Thanks @Mantissa, that will likely come in handy, I’ll let you know if/when I need it.

2 Likes

That sounds great! Looking forward to seeing what comes from this.

2 Likes

@brecht I’m running into some correlation problems where it seems like some aspect of the first glossy bounce (or something similar) is corellated with the wavelength being sampled, would this be due to using the first dimension from path_state_rng_1D? If so, how can I find out what the next available dimension to use is?
float wavelength_offset = path_state_rng_1D(kg, state, 1);

3 Likes

You can enable __DEBUG_CORRELATION__ to verify if the issue with correlation in the random numbers, then it does purely random sampling.

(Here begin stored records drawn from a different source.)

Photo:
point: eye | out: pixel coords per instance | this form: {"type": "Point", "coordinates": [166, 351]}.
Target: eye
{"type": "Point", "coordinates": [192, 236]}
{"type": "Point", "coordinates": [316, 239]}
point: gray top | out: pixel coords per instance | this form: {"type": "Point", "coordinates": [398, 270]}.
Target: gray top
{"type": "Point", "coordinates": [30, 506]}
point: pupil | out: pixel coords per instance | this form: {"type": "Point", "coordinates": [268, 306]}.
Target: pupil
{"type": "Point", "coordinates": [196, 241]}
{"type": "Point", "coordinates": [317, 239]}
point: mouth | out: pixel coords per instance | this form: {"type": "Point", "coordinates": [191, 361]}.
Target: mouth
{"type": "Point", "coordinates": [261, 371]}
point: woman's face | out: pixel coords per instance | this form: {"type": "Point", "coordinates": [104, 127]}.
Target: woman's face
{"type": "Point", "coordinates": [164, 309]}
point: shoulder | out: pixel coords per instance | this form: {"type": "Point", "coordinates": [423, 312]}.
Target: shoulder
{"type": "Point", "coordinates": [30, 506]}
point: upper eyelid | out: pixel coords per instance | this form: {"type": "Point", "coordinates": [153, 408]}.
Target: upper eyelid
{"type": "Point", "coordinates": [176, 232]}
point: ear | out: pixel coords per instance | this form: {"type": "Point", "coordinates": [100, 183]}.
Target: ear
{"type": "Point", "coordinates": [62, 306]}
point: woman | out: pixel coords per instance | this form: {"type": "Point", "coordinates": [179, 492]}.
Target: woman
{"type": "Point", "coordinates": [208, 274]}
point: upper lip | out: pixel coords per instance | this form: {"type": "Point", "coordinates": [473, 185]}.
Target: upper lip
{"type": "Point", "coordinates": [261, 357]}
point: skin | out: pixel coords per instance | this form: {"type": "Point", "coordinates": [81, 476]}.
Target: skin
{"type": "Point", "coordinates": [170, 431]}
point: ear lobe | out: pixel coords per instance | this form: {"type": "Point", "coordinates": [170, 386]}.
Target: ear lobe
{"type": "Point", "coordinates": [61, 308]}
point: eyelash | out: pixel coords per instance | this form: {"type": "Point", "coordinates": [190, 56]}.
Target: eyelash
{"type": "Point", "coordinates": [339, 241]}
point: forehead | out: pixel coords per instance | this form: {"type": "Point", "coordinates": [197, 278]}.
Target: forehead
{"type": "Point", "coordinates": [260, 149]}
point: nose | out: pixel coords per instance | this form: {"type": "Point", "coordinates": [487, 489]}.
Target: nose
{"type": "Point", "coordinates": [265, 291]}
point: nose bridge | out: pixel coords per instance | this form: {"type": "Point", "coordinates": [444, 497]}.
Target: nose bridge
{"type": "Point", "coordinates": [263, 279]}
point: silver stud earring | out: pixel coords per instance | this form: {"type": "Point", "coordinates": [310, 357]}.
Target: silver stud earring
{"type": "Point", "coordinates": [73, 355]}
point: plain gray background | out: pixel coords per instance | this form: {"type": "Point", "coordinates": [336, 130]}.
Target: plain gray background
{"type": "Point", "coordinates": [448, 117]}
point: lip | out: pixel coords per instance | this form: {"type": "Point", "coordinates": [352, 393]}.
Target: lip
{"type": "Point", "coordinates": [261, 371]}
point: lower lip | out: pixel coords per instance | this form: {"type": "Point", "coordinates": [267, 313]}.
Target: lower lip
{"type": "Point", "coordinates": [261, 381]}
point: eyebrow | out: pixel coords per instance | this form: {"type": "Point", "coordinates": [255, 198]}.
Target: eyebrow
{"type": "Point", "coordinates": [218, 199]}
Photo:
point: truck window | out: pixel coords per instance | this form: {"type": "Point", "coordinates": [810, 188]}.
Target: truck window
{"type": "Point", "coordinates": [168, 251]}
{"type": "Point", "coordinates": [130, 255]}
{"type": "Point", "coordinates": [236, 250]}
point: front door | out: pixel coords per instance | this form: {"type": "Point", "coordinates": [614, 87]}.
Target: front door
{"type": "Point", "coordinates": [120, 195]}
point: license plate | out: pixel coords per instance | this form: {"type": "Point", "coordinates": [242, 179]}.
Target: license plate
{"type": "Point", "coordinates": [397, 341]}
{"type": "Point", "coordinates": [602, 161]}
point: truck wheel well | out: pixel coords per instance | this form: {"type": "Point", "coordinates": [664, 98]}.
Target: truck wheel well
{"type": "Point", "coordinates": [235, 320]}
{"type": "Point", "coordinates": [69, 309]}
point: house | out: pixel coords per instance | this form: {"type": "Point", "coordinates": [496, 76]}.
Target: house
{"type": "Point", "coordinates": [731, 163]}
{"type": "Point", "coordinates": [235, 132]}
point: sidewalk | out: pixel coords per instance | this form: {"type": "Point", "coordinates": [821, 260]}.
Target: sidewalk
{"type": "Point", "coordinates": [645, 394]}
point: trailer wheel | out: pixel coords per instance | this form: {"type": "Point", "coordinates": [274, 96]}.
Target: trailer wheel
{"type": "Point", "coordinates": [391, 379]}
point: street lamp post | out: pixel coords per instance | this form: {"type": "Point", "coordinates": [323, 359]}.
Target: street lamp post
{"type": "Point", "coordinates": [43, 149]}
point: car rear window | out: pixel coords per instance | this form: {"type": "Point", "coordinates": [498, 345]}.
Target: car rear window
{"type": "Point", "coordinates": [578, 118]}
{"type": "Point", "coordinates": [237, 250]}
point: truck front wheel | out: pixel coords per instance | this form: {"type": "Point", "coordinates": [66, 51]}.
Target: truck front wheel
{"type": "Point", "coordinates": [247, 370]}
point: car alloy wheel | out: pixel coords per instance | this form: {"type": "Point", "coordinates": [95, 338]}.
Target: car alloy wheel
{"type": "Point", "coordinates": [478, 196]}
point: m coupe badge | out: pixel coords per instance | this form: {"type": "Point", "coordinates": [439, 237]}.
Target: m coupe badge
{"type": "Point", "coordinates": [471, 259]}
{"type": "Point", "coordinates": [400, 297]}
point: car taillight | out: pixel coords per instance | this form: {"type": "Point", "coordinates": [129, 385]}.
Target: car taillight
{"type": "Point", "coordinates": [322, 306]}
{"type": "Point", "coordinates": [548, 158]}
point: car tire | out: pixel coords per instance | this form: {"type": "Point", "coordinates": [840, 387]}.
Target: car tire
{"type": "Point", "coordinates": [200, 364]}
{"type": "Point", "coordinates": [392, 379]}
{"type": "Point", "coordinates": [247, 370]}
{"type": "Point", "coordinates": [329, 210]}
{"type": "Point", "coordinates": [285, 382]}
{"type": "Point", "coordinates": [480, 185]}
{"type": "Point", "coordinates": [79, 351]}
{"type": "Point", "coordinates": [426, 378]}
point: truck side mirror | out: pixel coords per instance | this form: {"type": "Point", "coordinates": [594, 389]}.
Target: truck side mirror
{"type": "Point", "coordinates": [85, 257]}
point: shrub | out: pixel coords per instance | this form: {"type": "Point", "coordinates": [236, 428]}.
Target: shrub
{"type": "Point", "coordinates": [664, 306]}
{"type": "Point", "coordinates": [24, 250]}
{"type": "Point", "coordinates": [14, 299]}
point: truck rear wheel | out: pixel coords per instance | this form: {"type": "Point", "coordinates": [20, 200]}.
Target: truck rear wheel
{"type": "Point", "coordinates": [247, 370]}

The wavelength should probably be the same for the entire path, so you could store it in PathState and initialize it once in path_state_init. For that you can add a PRNG_WAVELENGTH = 5 to enum PathTraceDimension, since that dimension is unused now.

1 Like

I did add the wavelength to the PathState in path_state_init, I’ll try with the 5th dimension and see if that helps. Thanks.

1 Like

What is responsible for calculating the colour when sampling the background, lights and emissive materials? I’ve got most things working but lights and background still don’t seem to respect their colour, I’m sure I’m just missing a conversion somewhere.

2 Likes

As far as I can tell, it is happening in path_radiance_accum_light and path_radiance_accum_total_light but I’m not sure which out of throughput, bsdf_eval->diffuse, and shadow represent the light colour. My initial guess is shadow, but I’m not very confident of that.

1 Like

I realize this isn’t going to be representative yet, as you still have bugs to mash out, but it would be interesting to see what difference it might already make with identical, very saturate colors in otherwise identical scenes. Especially concerning the previously mentioned darkening that’s inevitably happening due to the three primaries based rendering. Like, a side-by-side comparison.

1 Like

I will post one once I have a useful comparison to make, right now any differences are almost certainly due to bugs.

1 Like

Instead of going for random sampling, why don’t you use dithering?